1. Assign a unique random number to each element. Then, "number of subarrays such that every element in subarray appears even times" = "number of subarrays with XOR 0".
2. Compute the hash of each string, and the hash of its reverse.
3. Does biggestDigit mean most significant digit or the one with the highest value?
4. First of all, look up "Chebyshev distance". What does the set of all points at a distance  ≥ D look like? Once you've figured that out, try to answer queries of this type: "Is there an element smaller than A_x, y at a distance  ≥ D"?

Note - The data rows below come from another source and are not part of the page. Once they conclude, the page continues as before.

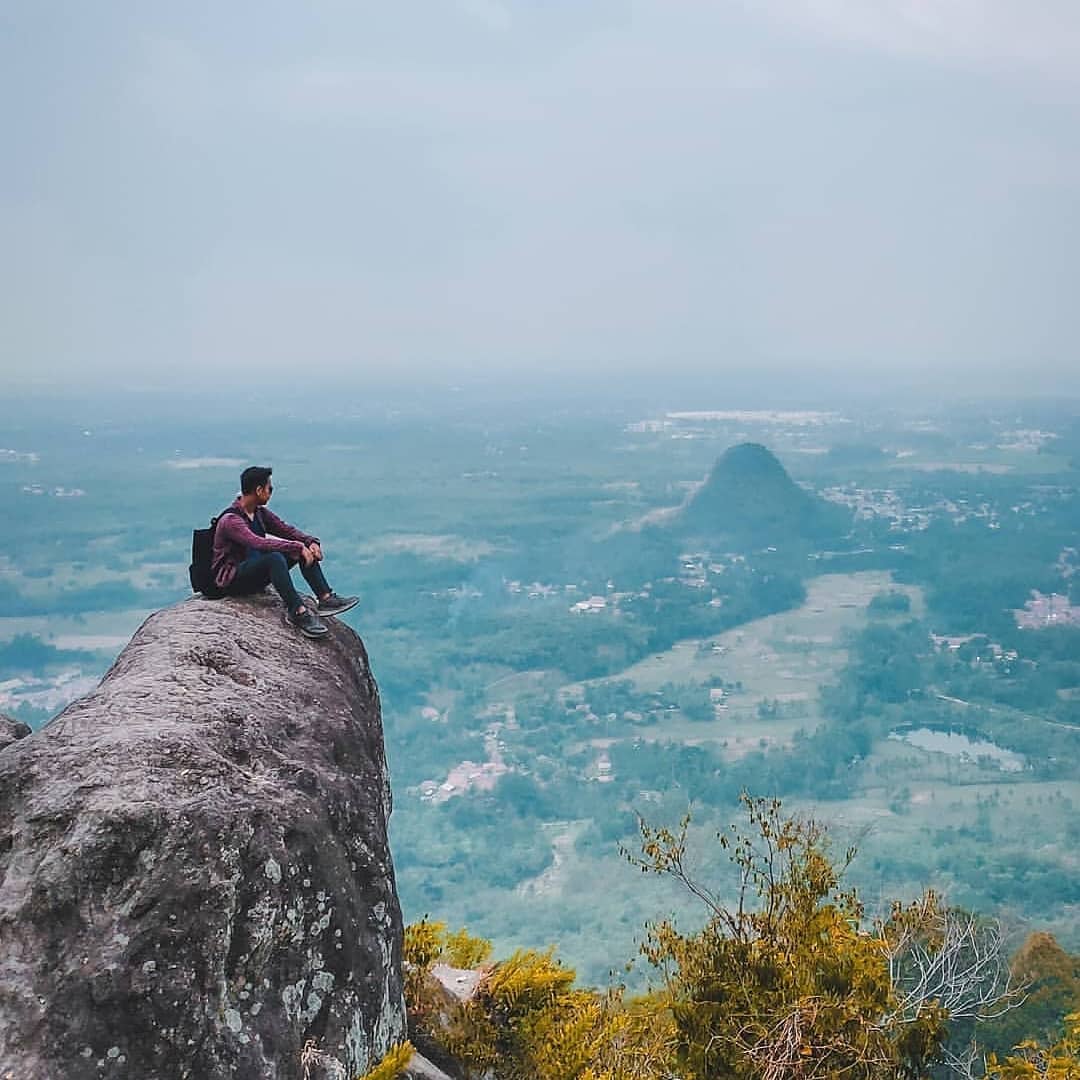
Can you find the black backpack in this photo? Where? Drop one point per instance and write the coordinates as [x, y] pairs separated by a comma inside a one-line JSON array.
[[202, 557]]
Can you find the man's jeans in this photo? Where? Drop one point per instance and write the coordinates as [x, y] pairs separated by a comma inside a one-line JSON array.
[[272, 567]]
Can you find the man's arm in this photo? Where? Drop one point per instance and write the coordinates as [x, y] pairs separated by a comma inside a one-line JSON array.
[[279, 528], [234, 527]]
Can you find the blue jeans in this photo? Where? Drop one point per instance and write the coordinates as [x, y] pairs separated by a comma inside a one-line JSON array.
[[272, 567]]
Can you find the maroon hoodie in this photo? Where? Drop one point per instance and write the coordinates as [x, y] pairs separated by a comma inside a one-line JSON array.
[[233, 537]]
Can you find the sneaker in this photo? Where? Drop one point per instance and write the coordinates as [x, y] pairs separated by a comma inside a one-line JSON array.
[[308, 623], [336, 605]]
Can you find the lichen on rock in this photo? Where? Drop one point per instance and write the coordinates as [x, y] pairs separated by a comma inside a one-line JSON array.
[[192, 856]]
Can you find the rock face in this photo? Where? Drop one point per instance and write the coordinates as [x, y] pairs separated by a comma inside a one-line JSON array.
[[12, 730], [194, 876]]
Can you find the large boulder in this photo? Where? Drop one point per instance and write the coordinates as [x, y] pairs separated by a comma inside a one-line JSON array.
[[194, 876]]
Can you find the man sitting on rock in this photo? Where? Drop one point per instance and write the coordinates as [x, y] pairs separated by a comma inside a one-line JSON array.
[[254, 548]]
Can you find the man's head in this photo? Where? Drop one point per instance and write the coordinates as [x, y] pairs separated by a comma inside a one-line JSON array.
[[255, 481]]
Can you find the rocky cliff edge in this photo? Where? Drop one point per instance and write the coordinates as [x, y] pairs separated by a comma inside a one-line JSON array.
[[194, 876]]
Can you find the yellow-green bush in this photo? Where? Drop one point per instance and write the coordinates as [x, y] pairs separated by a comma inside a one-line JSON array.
[[392, 1065]]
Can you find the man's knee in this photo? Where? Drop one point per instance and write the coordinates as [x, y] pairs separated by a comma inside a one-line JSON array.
[[278, 558]]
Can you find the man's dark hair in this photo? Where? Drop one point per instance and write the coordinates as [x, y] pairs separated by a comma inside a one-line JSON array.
[[254, 476]]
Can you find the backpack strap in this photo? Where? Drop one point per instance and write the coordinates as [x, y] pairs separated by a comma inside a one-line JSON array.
[[228, 510]]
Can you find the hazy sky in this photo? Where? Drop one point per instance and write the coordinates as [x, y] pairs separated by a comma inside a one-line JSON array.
[[887, 188]]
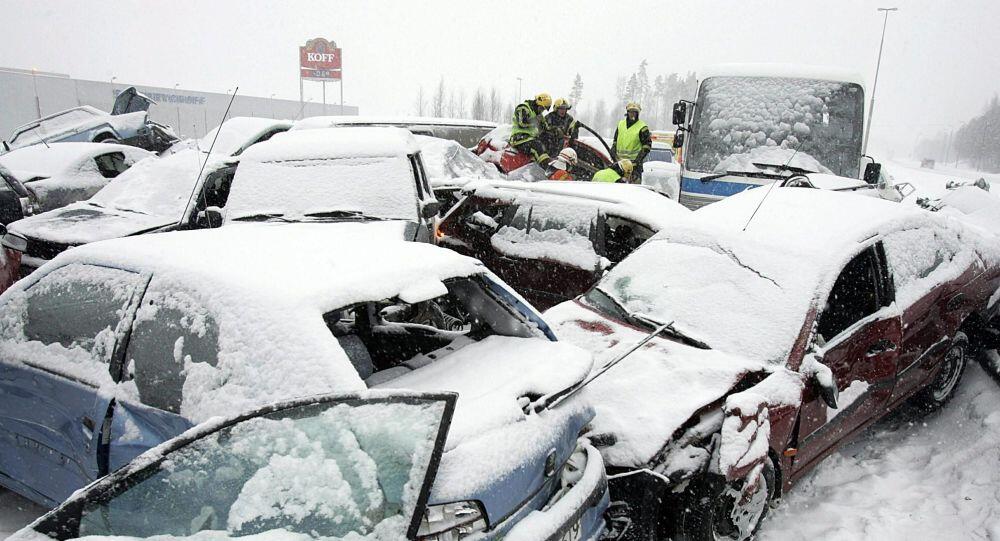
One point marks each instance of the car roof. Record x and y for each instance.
(331, 121)
(333, 143)
(635, 202)
(49, 160)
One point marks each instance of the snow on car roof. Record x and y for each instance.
(265, 283)
(236, 132)
(628, 201)
(791, 71)
(46, 161)
(333, 143)
(331, 121)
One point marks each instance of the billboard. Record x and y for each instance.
(320, 60)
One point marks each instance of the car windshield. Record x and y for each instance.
(158, 187)
(710, 296)
(350, 469)
(378, 187)
(757, 124)
(52, 126)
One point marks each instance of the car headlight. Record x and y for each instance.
(451, 521)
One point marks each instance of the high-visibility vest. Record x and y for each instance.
(606, 175)
(519, 133)
(628, 144)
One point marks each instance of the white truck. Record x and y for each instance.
(754, 124)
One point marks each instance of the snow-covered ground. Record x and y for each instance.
(908, 477)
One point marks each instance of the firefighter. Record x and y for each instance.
(563, 129)
(527, 128)
(632, 140)
(561, 166)
(619, 171)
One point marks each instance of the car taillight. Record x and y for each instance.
(451, 521)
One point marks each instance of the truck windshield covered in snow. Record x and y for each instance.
(758, 124)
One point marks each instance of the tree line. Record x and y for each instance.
(976, 143)
(656, 95)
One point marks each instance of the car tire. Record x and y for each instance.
(709, 506)
(940, 390)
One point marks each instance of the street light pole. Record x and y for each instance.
(878, 64)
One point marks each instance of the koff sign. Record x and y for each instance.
(320, 59)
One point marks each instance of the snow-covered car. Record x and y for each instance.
(58, 174)
(128, 123)
(234, 136)
(774, 340)
(495, 148)
(356, 466)
(552, 240)
(336, 175)
(117, 346)
(155, 195)
(463, 131)
(450, 166)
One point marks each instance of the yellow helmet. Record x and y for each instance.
(626, 166)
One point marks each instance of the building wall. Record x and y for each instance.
(190, 112)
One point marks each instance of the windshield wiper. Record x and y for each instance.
(646, 322)
(264, 217)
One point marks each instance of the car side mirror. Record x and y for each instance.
(680, 114)
(430, 209)
(209, 218)
(14, 241)
(872, 173)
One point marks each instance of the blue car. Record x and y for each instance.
(117, 346)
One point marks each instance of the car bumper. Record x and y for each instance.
(576, 515)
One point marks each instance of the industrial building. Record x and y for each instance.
(26, 95)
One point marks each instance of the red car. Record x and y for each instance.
(552, 240)
(780, 329)
(495, 149)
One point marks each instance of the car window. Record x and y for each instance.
(551, 230)
(172, 331)
(853, 297)
(915, 256)
(385, 339)
(347, 470)
(622, 237)
(112, 164)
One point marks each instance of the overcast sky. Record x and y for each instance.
(940, 65)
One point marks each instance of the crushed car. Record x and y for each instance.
(777, 330)
(368, 174)
(115, 347)
(495, 148)
(552, 240)
(128, 124)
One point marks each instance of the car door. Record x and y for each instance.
(61, 336)
(858, 338)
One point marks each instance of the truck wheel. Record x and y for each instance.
(713, 510)
(943, 386)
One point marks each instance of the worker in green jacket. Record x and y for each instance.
(619, 171)
(632, 139)
(527, 128)
(562, 129)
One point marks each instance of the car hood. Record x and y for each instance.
(81, 223)
(644, 399)
(495, 453)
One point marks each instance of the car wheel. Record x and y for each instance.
(715, 511)
(943, 386)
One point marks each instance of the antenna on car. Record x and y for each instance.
(771, 187)
(194, 189)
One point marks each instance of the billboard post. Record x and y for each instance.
(321, 60)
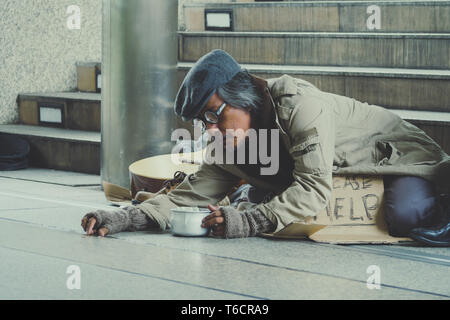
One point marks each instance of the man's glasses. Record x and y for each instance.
(211, 117)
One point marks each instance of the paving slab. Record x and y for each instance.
(41, 222)
(39, 277)
(73, 179)
(251, 281)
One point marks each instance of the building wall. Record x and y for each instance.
(38, 51)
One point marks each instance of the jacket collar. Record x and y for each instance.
(285, 85)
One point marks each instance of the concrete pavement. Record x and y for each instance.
(41, 241)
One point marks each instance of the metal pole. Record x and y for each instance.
(138, 83)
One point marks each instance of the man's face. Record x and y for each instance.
(233, 122)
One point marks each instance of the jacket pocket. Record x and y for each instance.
(387, 153)
(308, 154)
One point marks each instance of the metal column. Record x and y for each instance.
(138, 83)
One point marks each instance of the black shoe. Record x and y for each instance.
(435, 236)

First task can be done with hashing.

First you need to make all numbers in range [1, N]. Than you can save binary string S with length N for each prefix of array : S_i = 1 if we have odd amount of numbers i in current prefix, otherwise S_i = 0. Now for current prefix and binary string S we add amount of same strings in smaller prefixes. This looks as O(n²) time complexity and memory (or even worse) — but we can use hashing. We can save hash values for all prefix strings instead of whole string and this will save our memory space. Also we should notice that string for prefix x and string for prefix x + 1 are different only at one position, so we do not need to hash whole string again, just need to change hash value for that position. Total complexity O(n).

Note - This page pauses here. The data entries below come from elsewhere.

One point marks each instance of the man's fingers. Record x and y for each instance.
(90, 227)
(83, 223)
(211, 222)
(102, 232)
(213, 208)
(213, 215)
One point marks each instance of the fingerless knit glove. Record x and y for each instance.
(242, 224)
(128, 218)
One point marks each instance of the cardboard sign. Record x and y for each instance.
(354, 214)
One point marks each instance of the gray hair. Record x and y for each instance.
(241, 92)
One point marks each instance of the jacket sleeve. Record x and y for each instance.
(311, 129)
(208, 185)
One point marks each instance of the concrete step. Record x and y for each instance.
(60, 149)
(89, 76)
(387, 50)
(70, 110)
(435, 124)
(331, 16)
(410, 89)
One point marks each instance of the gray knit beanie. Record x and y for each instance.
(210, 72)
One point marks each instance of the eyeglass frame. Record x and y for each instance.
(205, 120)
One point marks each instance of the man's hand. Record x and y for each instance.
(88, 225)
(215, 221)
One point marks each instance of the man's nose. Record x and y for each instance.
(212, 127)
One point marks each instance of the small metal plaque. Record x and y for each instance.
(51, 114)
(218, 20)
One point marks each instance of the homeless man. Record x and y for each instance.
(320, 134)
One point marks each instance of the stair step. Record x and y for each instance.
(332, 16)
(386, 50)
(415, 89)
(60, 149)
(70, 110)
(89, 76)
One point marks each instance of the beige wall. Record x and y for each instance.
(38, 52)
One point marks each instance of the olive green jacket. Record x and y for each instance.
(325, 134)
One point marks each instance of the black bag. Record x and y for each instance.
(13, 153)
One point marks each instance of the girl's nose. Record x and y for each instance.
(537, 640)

1. It may be hard to solve if you've never seen the idea before.

First compress the array to [1, 5*10^5], after that imagine binary array of pairness of the compressed length for every prefix. For example if the array was [1 2 2 1], pairness array would be:

   - for prefix [1] : [1 0];
   - for prefix [2] : [1 1];
   - for prefix [3] : [1 0];
   - for prefix [4] : [0 0];

Now, string [s_i, s_i + 1, ...s_j] is "good" for the task iff pariness arrays for prefix[i-1] and prefix[j] are equal. Now since those two arrays may be hard to compare for every [i, j], it would be good to hash them.

With generated hashes of those "binary strings" it should be easy to solve the task. Generating those hashes should take O(N(logN+F)), where F is for Hashing.

Problem 2: The order of concatenation matters (for example, b and bc).

1. For each string, compute the suffixes that are palindrome (using hashing, manacher, etc).
   
2. Add the strings in a trie. And for each node, store the number of strings where this position is followed by palindrome suffix (for example in the string, abdkkmkk the nodes for positions 3, 6, 7 and 8 (1-indexing) are followed by palindrome suffixes).
   
3. For each string, match and find the node of its reverse and add the answer.
   Note: this solution will calculate strings abc, and cba twice but will count abdkkmkk and dba once because of the order of concatenation. We can, however, avoid double counting if necessary.
   

Problem 4:

1. Transform every point (X, Y) to (X + Y, X - Y). This changes the distance metric from Manhattan to Chebyshev (i.e. D = max(Δ X, Δ Y) instead of D = Δ X + Δ Y).
   
2. Create a segment tree for the N rows and a segment tree for the N columns, where each node store the minimum value in the rows (or columns) between [L, R]. Also a segment tree for each row and for each column where each node contain the minimum value in the range [L, R] in the corresponding row (or column).
   
3. For the second query, update the corresponding row and column segment tree. Then update the segment tree for the rows and the other for the columns.
   
4. For the first query, binary search on the distance D. The candidate points are in a range of rows [0, X - D] and [X + D, N] or the range of columns [0, Y - D] and [Y + D, N]. Find the minimum and check that it's less than A[X][Y].
   Note: we can add constant C to X - Y to avoid negative array indices.